Les Rêves Canadiens


May, Rollo. The Courage to Create. Toronto: McLeod, 1975.
I have seen this book over the years in the stacks of various yard-sales and flea-markets. I had always thought it to be one of those horribly pedantic tomes written by some insipid, intellectual masturbator. I was wrong, but I am tempted to sleep with this book under my pillow, and hug it before I go to sleep at night.
It is nice to have some one write that artists are on the periphery of society, and that even though we delve into chaos we are only trying to bring order to it and not just stirring up trouble. He has struck a cord within me when he points out that we are courageous when out there thrashing around in the abyss. I never feel brave when I'm at it, and my ego never has a chance to really gloat upon my successes, because they always seem so closely hinged with luck.
Now, luck is the creative act that transforms the uncertain into the real. Art in May's view is a work that embodies the tension of that process. It is important that it not just show the product of the resolve, but also show the turmoil of that resolve.

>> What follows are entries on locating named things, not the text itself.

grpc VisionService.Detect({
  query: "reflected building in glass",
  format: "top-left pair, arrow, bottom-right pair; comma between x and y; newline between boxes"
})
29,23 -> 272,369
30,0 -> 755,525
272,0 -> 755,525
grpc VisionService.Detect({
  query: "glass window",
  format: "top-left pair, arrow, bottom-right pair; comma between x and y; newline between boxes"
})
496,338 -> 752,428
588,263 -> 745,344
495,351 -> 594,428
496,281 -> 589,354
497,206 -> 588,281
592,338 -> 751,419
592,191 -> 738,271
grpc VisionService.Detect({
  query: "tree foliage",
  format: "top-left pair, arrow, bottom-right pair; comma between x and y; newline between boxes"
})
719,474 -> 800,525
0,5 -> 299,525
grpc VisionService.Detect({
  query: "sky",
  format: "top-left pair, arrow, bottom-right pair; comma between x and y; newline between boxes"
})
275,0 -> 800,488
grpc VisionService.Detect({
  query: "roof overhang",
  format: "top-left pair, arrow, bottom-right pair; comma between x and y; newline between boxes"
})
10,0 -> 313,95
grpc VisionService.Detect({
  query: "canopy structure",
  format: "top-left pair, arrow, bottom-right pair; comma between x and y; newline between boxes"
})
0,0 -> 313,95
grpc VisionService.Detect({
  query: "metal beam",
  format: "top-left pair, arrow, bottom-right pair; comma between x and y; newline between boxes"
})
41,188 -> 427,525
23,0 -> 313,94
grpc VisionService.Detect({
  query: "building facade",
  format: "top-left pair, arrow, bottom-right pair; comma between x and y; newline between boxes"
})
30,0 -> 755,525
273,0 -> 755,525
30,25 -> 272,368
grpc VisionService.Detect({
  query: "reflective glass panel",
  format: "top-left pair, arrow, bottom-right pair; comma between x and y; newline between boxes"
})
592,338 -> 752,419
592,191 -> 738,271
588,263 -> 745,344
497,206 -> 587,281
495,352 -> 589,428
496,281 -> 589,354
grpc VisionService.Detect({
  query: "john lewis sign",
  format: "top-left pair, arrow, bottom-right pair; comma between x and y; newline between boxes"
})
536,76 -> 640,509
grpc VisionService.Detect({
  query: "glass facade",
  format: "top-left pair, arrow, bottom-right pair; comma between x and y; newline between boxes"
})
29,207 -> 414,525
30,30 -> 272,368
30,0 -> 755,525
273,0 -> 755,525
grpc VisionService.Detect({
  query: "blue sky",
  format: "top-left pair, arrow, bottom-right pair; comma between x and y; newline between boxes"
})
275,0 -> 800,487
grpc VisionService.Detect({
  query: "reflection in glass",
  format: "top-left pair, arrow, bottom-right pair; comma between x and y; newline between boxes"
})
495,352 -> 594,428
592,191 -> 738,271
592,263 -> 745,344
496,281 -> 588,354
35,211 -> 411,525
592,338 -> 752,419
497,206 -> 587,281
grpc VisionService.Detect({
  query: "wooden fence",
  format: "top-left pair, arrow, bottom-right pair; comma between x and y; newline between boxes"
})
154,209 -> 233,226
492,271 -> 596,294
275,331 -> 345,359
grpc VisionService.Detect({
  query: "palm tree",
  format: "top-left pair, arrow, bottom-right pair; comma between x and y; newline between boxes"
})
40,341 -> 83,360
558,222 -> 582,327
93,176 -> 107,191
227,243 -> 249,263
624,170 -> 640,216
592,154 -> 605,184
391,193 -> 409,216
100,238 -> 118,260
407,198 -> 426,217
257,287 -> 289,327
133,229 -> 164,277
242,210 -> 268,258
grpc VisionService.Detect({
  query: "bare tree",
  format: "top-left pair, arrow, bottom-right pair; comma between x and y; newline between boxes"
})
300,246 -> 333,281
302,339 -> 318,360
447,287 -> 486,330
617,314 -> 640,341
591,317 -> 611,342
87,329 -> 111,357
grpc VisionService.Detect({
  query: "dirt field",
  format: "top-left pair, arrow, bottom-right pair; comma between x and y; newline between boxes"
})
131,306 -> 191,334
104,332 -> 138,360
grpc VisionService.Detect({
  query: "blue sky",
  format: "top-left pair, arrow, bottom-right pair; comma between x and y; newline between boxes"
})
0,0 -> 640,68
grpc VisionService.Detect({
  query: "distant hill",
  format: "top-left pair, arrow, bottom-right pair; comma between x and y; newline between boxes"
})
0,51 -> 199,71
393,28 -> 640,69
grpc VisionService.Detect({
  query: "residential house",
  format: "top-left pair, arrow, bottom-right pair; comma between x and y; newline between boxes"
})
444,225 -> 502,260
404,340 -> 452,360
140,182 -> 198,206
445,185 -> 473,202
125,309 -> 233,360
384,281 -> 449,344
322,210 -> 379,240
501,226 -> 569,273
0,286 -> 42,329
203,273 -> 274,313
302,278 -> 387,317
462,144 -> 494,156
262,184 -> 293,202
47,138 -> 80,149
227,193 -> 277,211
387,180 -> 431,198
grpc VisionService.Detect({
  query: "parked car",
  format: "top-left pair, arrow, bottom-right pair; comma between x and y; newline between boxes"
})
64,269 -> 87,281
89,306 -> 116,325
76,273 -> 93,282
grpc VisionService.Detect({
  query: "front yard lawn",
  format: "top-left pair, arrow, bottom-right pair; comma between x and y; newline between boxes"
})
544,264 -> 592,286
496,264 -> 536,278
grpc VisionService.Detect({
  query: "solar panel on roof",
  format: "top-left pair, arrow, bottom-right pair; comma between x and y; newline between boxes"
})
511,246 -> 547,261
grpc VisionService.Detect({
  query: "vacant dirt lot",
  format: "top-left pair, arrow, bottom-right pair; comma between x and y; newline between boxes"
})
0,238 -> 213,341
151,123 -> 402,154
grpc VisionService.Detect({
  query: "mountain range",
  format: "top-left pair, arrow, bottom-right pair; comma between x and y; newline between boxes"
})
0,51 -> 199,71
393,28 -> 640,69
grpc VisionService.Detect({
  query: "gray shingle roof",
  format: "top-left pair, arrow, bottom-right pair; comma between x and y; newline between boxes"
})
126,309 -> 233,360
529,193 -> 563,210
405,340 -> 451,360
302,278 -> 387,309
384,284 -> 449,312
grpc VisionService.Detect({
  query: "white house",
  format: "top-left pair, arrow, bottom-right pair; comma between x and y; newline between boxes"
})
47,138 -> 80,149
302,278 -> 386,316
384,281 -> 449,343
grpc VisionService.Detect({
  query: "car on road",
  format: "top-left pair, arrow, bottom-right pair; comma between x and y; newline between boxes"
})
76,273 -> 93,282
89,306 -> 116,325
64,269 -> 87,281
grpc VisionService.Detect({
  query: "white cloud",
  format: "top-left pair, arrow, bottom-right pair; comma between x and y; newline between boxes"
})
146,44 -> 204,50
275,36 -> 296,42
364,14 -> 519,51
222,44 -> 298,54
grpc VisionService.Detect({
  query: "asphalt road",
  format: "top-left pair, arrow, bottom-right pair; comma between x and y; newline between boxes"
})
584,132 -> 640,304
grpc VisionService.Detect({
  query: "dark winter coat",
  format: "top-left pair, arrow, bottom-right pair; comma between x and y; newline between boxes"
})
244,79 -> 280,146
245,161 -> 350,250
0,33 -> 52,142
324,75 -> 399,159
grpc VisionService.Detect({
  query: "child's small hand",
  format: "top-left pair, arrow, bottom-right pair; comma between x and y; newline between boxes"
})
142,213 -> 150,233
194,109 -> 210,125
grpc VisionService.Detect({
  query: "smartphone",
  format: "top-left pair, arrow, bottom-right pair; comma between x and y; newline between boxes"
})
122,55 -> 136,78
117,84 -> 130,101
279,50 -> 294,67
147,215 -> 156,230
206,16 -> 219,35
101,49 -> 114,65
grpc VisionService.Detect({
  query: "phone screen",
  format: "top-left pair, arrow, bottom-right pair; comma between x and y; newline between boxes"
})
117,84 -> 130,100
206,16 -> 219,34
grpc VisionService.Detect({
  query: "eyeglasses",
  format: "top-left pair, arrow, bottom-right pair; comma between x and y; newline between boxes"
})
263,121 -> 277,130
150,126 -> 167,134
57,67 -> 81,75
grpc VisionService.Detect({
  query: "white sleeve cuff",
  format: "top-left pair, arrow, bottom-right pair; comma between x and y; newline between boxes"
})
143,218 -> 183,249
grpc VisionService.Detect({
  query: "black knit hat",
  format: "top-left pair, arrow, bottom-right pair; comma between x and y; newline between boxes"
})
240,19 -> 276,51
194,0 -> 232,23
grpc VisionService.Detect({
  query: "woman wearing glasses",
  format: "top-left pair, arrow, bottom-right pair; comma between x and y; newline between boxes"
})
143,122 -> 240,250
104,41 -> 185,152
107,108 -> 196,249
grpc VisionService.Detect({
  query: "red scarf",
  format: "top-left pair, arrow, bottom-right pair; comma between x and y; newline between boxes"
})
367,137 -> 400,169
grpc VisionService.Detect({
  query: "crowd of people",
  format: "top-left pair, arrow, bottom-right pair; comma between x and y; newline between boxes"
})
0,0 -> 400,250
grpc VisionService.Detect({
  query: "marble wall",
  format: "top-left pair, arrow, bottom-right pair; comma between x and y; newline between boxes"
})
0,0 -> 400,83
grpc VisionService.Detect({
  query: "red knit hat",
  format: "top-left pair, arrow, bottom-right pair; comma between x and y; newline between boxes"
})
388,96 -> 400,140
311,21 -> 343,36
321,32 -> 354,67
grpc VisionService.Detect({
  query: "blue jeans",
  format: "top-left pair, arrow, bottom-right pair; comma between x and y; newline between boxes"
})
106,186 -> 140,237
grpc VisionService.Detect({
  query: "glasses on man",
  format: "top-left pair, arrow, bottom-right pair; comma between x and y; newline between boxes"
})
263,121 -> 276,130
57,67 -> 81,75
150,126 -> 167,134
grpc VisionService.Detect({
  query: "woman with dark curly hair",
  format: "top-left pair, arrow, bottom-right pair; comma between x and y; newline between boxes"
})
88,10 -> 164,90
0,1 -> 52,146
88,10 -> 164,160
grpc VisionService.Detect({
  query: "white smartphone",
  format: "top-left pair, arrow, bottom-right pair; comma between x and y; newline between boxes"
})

The first creative act is the destruction of familiar form followed by the birth of a new solution, understanding, and reform columnating in a narrative visual description of the artist's fresh understanding of the subject.
As artists, we relate to the subject to such a depth that the image is more than skin deep and carries over to the canvas. In some of the sighted examples, May speaks of how artists actually relate to the canvas as a human being. They talk, swear, and passionately embrace the work in the similar way in which we relate during love making. We merge and withdraw, blend and crystalize, give and take, become the other and retreat into ourselves, trust and doubt. This is the agony of an artist, to be constantly caught between these dichotomies until the final auh-ah!
Every sensitivity is acutely excited in the process. Our relationships, personal and societal and political, become part of the work; and the work becomes part of all we sense. The image of the solitary artist in her garret is as foolish as thinking that the trivial scribblings of the artist have no impact on the world at large.
This is the way it is with the recovered neurotic too; he/she must strip the form of the image to its component parts and then build a new image without loosing sight of the over-all process and her/his relationship to it.
So I'll hug this Teddy Bear of a book one last time, one last sup of the mother's cold comfort, "we are not COMPLETELY alone." Now, it is back to that wonderful mystery and misery in my studio.